Ravitch, the former assistant secretary of education, addressed the crowd in the Brown Lupton Ballroom. She spoke about the danger that public education is under and how standardized testing and charter schools pose as threats to the education system.
Ravitch said that state policies focus only on standardized tests, and that the government cares more about students doing well on tests than the students themselves.
“What matters most cannot be measured, especially not by a standardized test,” Ravitch said.
She said charter schools are detrimental because they only teach to the standardized test and judge students based off the national standard. There is no evidence that shows having a national standard leads to better test scores, Ravitch said.

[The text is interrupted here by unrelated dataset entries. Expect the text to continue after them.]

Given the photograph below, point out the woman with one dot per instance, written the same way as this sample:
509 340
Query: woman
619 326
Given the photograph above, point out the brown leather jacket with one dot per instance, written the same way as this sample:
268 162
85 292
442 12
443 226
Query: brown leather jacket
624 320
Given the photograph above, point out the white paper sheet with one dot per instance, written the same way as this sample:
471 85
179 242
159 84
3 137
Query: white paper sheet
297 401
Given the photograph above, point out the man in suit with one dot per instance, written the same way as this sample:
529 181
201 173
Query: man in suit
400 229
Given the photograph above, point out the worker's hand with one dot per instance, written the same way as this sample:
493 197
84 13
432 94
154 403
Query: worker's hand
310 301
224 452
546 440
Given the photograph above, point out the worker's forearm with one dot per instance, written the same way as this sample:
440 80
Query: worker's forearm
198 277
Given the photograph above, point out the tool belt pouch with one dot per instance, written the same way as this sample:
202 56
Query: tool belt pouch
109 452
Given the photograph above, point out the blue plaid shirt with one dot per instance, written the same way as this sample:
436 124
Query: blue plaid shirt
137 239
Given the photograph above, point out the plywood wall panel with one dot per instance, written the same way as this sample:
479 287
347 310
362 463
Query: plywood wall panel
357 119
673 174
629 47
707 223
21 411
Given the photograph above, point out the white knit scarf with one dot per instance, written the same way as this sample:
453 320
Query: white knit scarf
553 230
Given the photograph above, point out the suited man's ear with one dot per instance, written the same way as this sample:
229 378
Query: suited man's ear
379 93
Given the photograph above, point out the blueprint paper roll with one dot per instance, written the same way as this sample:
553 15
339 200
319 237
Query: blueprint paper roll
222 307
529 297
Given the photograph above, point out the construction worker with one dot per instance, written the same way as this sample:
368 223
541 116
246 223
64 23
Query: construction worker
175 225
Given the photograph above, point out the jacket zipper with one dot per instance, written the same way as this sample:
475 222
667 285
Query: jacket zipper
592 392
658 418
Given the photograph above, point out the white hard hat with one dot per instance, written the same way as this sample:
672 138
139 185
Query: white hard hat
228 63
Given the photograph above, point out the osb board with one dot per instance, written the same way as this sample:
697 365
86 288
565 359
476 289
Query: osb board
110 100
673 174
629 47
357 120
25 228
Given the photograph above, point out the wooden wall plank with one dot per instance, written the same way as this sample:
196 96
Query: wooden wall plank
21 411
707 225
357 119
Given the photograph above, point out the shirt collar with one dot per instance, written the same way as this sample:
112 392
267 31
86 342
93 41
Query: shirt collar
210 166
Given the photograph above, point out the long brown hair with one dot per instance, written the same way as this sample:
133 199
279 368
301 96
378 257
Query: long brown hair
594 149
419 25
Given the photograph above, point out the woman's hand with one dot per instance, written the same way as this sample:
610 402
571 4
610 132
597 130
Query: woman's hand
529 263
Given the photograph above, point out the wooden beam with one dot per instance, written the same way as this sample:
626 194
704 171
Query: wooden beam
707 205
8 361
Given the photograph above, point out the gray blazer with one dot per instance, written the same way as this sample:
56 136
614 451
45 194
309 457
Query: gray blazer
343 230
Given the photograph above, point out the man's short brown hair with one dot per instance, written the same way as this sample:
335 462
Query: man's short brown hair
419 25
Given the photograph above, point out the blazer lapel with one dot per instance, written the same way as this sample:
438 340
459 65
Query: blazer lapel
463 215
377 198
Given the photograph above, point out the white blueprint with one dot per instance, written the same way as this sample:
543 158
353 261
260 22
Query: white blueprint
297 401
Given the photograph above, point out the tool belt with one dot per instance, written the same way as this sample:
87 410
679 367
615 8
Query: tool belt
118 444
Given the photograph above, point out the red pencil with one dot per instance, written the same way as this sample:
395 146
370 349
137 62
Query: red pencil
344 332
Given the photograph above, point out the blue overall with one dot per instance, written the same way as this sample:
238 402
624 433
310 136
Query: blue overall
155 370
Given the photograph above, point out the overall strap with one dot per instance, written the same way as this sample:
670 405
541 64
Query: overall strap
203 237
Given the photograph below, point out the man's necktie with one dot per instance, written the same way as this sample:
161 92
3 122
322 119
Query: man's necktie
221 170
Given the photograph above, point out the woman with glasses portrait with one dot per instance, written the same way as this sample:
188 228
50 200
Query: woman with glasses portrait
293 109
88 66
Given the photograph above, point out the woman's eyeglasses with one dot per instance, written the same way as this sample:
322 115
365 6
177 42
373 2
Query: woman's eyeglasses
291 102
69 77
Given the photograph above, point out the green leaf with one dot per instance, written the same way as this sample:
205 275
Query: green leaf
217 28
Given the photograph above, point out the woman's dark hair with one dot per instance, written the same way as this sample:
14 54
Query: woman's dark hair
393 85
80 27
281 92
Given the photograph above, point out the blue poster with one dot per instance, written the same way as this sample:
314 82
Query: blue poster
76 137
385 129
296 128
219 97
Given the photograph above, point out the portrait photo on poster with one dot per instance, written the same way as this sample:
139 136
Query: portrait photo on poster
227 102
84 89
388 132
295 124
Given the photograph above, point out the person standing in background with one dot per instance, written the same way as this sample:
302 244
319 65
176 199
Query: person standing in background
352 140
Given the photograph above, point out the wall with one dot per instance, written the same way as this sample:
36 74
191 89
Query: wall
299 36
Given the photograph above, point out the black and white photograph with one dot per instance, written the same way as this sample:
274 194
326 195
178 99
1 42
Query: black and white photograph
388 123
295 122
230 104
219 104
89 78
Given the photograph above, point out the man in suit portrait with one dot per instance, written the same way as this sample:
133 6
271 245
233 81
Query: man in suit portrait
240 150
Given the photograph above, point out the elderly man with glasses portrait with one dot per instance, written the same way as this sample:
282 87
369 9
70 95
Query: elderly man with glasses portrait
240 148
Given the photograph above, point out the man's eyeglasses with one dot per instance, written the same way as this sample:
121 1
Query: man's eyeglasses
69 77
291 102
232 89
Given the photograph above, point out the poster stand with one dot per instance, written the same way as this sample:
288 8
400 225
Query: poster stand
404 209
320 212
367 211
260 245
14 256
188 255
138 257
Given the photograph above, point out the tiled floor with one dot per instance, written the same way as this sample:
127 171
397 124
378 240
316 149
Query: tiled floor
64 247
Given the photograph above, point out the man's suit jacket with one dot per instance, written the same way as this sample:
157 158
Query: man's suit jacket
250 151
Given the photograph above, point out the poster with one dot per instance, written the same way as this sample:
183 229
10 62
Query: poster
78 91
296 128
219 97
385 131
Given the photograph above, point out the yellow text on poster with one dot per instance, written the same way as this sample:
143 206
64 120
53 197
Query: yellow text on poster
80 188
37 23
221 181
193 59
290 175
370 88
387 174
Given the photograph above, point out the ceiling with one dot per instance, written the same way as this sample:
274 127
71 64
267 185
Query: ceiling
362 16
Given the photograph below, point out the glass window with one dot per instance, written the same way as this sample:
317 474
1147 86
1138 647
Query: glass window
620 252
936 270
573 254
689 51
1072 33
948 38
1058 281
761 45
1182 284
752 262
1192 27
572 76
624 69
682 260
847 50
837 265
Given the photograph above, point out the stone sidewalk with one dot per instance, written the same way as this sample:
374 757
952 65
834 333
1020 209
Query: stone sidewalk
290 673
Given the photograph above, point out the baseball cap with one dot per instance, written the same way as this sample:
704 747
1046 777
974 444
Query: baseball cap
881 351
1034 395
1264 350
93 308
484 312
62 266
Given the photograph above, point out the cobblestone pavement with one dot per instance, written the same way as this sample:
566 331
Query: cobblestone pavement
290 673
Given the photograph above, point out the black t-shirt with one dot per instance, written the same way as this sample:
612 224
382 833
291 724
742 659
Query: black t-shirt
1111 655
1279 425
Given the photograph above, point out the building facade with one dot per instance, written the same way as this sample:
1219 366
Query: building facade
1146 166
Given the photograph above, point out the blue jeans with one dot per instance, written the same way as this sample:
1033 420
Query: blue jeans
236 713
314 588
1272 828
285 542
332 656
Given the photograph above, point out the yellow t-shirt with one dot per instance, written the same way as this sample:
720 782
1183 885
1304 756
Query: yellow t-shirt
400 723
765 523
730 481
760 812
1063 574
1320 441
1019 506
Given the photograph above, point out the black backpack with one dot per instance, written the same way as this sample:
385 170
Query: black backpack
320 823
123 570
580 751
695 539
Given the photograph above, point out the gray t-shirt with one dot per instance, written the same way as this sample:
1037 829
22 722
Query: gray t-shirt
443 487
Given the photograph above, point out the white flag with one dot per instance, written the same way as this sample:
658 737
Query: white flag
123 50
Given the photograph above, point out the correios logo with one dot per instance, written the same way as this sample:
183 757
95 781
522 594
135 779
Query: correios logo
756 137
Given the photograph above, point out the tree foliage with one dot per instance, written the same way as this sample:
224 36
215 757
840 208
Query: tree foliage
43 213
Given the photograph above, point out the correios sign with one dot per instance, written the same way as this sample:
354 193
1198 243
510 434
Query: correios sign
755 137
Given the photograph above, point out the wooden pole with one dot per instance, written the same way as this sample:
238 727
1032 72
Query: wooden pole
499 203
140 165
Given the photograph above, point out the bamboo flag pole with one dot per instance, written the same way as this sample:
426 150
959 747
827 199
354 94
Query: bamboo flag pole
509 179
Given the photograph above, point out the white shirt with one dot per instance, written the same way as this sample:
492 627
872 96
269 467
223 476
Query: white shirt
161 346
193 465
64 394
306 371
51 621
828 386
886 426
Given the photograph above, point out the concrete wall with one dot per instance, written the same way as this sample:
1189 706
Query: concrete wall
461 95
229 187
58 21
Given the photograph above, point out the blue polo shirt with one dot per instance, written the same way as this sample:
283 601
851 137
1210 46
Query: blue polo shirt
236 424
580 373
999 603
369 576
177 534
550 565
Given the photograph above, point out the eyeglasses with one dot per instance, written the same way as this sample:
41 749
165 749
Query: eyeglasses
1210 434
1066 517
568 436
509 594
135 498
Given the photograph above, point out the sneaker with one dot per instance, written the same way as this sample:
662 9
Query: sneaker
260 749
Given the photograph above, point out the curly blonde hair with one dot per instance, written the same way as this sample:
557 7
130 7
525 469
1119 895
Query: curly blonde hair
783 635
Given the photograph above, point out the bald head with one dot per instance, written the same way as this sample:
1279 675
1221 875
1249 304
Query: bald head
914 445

Ravitch said the Race to the Top grant, created by the United States Education Department, is a hoax. The grant was used as a way to create more of the charter schools that Ravitch warns against.
Education is not a consumer good, she said, and people without a background in education shouldn’t be in charge of it.
“Race to the Top spent $5 billion to open more charter schools, to funnel more public money to entrepreneurs, to close thousands of public schools in mostly minority communities, to promote more teaching to the test and to force teachers to be judged by the test scores of their students,” Ravitch said.
Ravitch also went on to say that charter schools do the most harm in poor and racially segregated communities.
“They only encourage the rich to think there is a cheap solution that doesn’t involve higher taxes on the rich,” she said.
The last part of the forum was a question and answer segment where Ravitch answered questions from the crowd.
In one of her responses to she labeled for-profit colleges like the University of Phoenix and DeVry University as threats.
“They prey on anyone they can prey on and offer them a quick and easy degree,” she said. “A lot of places won’t even recognize the degrees because they know it’s not a real college.”
Mary Ann Knight, a high school teacher who attended the forum, says she was excited about the message of the forum.
“Families, parents and students are becoming more and more aware of the standardized test culture,” Knight said. “Our kids are worth more than a score.”
Ravitch received a standing ovation from audience members as she walked off the stage.